Tristan was not familiar with the layout of the city, but if the vault contained potentially dangerous, high tier artifacts, the people would be foolish to place it next to the cliff. An attacking enemy would only need to get to that equipment to power up their soldiers and wipe out the population. Tristan would place it on the far wall, in a location where any invader would need to dig through eighty feet of stone to get to it.

So he jogged for the far wall with only Vulcan lighting his way. He started coming across fewer and fewer elementals and even found a few mutilated spriggon corpses. Tristan was nearing the center of the city and that would be near the epicenter of what had happened. He was not sure what he was looking for, but took an “I’ll know it when I see it” approach.

He ran for a few more minutes covering the better part of two miles before he found what he assumed to be the center of the underground city. Tristan was not entirely sure what he was looking at, a cylinder of massive proportions walled off a substantial portion of the city. The ceiling was only twenty feet high, but the architecture of the cylinder made Tristan sure it went up through multiple floors.

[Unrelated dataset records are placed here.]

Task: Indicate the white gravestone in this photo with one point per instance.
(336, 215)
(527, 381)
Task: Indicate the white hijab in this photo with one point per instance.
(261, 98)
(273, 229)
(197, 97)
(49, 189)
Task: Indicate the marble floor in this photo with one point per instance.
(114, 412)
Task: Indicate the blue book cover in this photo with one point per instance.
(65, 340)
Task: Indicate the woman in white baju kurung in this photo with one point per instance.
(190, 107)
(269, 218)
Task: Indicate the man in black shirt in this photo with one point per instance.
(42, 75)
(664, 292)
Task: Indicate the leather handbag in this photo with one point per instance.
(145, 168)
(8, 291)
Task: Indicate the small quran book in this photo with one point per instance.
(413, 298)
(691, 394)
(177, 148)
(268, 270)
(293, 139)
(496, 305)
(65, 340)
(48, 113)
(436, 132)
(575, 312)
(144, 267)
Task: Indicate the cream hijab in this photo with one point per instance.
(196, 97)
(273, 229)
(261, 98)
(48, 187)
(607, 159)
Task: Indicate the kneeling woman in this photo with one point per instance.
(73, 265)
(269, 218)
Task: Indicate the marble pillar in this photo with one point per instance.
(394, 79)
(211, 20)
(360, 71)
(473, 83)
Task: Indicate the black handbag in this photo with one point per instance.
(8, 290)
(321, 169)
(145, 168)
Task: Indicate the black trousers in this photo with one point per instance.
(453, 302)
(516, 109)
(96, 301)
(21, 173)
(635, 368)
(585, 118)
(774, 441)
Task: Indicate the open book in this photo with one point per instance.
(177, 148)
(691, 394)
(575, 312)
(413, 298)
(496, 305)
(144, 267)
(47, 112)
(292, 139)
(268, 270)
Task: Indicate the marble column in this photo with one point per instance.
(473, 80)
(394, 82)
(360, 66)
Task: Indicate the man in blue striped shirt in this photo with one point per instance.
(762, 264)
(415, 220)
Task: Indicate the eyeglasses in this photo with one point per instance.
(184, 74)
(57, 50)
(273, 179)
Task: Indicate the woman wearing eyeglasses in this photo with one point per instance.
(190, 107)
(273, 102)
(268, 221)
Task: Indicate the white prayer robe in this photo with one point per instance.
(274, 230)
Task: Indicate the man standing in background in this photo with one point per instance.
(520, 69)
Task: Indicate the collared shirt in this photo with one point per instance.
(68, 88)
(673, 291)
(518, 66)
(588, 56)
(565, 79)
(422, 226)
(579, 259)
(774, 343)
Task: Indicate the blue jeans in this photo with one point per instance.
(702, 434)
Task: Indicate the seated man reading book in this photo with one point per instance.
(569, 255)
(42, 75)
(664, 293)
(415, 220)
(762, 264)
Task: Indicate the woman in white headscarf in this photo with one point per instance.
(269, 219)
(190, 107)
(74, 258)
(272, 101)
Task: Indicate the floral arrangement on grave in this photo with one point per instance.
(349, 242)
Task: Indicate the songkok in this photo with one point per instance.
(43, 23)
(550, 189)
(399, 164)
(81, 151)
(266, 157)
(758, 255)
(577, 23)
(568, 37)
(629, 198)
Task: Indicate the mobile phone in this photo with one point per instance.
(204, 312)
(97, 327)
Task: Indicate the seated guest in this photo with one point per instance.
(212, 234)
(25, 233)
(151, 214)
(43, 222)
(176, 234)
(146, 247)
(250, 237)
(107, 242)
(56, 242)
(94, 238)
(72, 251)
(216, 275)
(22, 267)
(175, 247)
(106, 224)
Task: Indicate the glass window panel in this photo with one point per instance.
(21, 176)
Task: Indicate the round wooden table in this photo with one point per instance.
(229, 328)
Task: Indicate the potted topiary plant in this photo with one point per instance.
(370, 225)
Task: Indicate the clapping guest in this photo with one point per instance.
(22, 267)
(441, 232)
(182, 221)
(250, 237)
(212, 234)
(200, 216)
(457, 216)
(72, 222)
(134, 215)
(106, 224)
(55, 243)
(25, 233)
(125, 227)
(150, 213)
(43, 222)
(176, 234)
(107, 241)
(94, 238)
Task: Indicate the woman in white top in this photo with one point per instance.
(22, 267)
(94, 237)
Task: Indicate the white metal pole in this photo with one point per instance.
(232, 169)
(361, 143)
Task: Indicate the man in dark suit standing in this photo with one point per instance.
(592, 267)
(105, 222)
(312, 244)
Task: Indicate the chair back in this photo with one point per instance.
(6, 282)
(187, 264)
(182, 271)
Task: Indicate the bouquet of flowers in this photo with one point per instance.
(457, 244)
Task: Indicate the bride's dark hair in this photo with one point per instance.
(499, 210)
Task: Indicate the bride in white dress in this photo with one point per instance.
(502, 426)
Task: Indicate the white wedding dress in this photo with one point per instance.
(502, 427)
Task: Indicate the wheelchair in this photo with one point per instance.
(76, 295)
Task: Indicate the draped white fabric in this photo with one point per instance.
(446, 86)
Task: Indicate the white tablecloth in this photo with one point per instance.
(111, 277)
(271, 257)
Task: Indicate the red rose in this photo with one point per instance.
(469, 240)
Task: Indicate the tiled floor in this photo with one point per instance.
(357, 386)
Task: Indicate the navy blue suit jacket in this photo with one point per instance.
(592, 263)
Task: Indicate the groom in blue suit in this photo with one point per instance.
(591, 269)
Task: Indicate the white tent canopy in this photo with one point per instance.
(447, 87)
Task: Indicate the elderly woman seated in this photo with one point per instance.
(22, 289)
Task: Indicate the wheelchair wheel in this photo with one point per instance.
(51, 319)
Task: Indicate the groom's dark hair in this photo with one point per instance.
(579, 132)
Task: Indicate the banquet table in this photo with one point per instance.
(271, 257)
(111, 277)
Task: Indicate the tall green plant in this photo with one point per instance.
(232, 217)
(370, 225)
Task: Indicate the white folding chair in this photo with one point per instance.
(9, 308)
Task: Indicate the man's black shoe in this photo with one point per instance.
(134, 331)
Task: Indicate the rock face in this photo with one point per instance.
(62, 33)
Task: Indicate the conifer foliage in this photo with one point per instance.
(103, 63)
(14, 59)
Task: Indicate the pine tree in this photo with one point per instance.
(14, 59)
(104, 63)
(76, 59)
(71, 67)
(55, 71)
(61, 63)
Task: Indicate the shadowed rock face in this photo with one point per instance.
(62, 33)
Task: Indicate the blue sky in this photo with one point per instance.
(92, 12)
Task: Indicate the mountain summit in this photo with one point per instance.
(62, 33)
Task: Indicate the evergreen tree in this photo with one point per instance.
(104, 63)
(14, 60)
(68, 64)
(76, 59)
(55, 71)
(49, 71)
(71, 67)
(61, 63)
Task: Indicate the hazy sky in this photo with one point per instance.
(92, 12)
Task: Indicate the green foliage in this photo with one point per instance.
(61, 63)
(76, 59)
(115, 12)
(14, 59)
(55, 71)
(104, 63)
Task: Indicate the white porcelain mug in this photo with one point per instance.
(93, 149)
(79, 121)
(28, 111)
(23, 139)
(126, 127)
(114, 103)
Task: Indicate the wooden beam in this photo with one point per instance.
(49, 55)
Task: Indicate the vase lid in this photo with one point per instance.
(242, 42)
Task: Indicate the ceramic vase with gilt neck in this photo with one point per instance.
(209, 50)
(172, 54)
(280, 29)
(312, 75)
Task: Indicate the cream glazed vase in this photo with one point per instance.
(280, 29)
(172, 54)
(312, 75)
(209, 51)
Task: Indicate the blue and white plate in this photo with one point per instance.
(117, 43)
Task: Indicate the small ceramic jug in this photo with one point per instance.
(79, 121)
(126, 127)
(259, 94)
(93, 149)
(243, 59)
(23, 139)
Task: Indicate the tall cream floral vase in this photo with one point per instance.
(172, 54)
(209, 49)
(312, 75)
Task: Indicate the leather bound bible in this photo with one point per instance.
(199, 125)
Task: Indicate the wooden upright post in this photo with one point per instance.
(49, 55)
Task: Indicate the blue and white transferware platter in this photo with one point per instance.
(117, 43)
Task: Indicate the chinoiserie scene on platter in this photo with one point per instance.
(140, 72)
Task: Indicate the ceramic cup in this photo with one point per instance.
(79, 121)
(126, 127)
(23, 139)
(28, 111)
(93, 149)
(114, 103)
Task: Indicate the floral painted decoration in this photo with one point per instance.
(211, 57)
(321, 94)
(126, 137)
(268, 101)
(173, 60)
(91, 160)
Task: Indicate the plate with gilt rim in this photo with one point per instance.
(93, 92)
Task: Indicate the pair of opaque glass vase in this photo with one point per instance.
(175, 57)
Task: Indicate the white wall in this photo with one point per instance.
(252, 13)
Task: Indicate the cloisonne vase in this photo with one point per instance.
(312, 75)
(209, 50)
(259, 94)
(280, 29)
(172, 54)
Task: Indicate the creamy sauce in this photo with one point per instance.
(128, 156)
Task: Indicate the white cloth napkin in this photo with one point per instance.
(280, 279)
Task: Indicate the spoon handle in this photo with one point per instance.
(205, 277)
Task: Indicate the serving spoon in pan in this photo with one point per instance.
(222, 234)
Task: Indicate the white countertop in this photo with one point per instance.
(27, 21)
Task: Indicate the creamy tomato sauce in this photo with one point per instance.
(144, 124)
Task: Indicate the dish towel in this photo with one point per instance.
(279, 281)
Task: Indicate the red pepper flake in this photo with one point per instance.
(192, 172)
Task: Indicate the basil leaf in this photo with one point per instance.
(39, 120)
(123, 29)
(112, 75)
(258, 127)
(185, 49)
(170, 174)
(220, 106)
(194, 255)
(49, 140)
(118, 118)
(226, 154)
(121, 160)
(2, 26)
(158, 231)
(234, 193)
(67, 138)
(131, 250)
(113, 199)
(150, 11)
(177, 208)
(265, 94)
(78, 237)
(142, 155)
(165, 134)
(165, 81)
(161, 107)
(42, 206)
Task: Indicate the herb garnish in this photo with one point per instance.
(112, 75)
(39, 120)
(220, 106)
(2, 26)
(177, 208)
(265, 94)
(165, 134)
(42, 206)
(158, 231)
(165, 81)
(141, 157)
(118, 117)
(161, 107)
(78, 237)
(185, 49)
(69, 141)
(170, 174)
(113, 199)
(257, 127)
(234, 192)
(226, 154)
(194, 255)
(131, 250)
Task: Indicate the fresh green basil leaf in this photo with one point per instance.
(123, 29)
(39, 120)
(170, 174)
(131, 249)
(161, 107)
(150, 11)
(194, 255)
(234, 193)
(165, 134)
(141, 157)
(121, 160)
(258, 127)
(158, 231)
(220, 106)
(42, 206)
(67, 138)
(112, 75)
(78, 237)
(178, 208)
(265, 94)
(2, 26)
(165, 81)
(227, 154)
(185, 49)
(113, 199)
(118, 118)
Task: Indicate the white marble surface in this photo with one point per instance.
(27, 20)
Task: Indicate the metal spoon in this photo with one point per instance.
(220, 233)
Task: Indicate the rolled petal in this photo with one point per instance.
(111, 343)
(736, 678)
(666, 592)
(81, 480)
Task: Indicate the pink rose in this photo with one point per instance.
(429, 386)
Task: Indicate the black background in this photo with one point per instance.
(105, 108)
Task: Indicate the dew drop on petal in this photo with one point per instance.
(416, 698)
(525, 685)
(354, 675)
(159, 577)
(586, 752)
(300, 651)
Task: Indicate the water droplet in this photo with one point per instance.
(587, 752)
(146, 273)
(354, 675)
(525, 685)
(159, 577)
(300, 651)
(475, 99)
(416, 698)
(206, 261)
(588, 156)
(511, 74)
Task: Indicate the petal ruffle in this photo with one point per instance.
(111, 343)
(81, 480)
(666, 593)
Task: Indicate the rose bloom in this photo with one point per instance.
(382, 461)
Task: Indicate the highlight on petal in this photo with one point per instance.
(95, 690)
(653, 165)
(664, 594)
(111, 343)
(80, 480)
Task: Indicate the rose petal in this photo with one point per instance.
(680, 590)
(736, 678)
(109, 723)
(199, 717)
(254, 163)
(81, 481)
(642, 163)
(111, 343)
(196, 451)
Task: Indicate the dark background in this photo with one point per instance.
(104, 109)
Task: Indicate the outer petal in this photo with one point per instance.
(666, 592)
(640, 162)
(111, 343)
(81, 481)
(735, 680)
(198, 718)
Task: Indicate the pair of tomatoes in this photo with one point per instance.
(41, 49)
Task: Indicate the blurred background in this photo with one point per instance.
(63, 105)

The bricks that it was made from were set into arches that were filled in with murals that depicted warriors slaying mythical beasts. They did not stop at the stone ceiling, almost as if this structure was placed here in a completed state by a giant after the city was built. Tristan walked around it but stopped before he could make a full rotation.

He had missed it because they were so still, but now that he noticed one, more and more became visible. There were dozens of sleeping spriggons. They were curled up behind rubble, under tables, and in generally difficult-to-see locations. It truly did seem that they grew right where their victims died. None of the hiding spots were good, but a desperate man would try anything.

Looking back at the giant cylinder, Tristan posed an idea to Vulcan, “How many spriggons do you think are in there?”

“In the colosseum?” Vulcan scoffed, “Probably most of the rest. It would be a great place to gather and kill a city with biological warfare.”

“What’s a colosseum?” Tristan asked, he was unfamiliar with the term. There was no building in the Caldera that was even a fraction of this size. At least if the mines were discounted, he had heard that the Lord of the Underworld tried to convert the mine into a sort of human hive.

Vulcan sent over an image from an overhead angle. A round building with an open roof design. Seating took up the interior, holding an immense amount of people. An open area in the center was set aside for live combat. Tristan glanced at the murals, they made more sense now that he knew it was a venue for bloodshed.

Bloodsport was not something any culture should revel in. Tristan would have disagreed a few years ago, but after being forced into a position to slaughter his neighbors he would not enjoy this. It was a sport for weak men to feel like they participated in the lives of the strong. Every group of people had an army, they should join that if they could not contain their desires.

Tristan continued walking around the colosseum’s wall until he found what he was looking for. A door. It stood wide open, like it had been thrown open from the inside. From the two spriggons immediately within, Tristan assumed that to be an accurate assumption. What ever airborne contaminant had been used must have been extremely effective to kill people this fast.

Tristan had already come up with several ways for anyone at tier two to resist the spores he had come across. A light kern could boost the potency of their immune system, a fire kern could simply raise their body temperature, water kerns had a similar method, though they would need boiling water instead. Air kerns would simply not breath, their blood already carried air essence. This perfect death rate was absurd unless this was a completely unprepared populace.

“You’re not going in are you?” Vulcan asked.

“Sure I am, don’t you want to know what happened?” Tristan asked.

“Not really,” Vulcan sighed in resignation.